Poaching by foreign vessels in the EEZ cited as the reason

Dwindling tuna catch due to alleged poaching by foreign vessels on the East Coast has forced boat operators from Visakhapatnam to raise an alarm.

Thirty-odd mini-trawlers and 200 mechanised boats, which had a good catch last year, are returning to the shores with negligible number of yellow fin tuna, known for its Sashimi grade and in high demand for its culinary value in overseas market.

Majority of mechanised boat operators have opted out of tuna fishing during the current season (September-March) due to falling catch. “We are now depending on our survival on by-catch like marlins, sail fish and sword fish to meet our fuel expenses,” says Federation of Indian Fishery Industries president Y.G.K. Murti.

Estimated loss

Sources in the industry estimate the loss suffered by boat operators this season at around Rs.100 crore. On an average, a mini-trawler, which used to have six voyages last season and return with 25 to 30 tonnes, is now getting just three to four tonne of yellow fin tuna.

“One of the main reasons for this drastic reduction of yellow fin tuna catch in our Exclusive Economic Zone is the rampant illegal fishing and poaching by the foreign fishing vessels, especially from Taiwan, Thailand, Indonesia, Myanmar, Sri Lanka, Bangladesh, and Pakistan,” Dr.

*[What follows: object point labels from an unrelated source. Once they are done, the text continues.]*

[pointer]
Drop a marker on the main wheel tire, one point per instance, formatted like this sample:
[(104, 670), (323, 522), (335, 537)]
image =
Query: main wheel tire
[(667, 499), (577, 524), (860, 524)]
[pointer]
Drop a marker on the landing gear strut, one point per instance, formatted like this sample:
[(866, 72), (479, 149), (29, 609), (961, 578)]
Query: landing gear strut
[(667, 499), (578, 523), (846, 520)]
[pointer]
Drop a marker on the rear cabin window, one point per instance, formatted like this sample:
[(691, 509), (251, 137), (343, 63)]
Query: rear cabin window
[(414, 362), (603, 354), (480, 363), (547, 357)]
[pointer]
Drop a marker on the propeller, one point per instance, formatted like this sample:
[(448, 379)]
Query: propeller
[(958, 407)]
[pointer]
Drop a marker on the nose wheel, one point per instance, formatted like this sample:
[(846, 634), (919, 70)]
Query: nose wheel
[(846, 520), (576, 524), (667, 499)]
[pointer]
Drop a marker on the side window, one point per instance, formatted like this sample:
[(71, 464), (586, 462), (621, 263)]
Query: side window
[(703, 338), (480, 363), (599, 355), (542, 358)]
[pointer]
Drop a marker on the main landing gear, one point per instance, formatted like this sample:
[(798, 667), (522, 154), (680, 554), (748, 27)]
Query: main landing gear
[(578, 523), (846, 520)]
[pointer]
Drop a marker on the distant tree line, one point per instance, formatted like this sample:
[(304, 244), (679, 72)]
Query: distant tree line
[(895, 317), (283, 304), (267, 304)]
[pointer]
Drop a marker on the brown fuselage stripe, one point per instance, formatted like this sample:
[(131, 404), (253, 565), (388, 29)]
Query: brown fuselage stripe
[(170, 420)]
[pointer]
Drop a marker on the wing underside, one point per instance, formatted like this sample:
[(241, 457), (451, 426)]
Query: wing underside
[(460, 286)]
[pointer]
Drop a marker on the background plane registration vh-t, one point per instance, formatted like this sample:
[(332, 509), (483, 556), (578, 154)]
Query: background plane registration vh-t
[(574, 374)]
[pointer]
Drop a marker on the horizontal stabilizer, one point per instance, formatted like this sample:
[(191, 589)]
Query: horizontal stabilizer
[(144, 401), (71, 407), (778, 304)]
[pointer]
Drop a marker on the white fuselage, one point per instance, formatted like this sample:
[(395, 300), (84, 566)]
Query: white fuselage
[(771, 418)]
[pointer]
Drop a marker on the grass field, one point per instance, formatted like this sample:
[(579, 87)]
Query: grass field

Murti has told The Hindu.

The authorities confiscated a foreign vessel with the name Long Wang Hsin on January 12 in Andaman waters and handed it over to the Andaman and Nicobar administration. “Such foreign vessels being very big in size and having a fishing capacity of almost 20 times to that of our local fishing crafts with a fish hold capacity of 400-500 tonne, and fishing endurance period of more than three months are floating factories out at sea,” he says.

It is said a proper surveillance system will prevent entry of foreign vessels without any permission into the Indian waters. Though there is provision for three-tier coastal security viz. Marine Police in the territorial waters (from the shore to 12 nautical miles, Indian Coast Guard in the EEZ (from 12 to 200 nautical miles) and the Indian Navy in the international waters (beyond 200 nautical miles), boat operators say there is no proper control monitoring and surveillance. “Boat operators who invested over Rs.2 lakh to convert the vessel into tuna long-lining, do not want to burn our fingers by going for tuna catch. We are now preferring net fishing so as to get some high-value fish like shrimp,” says Ch. Satyanarayana Murthy, a boat owner.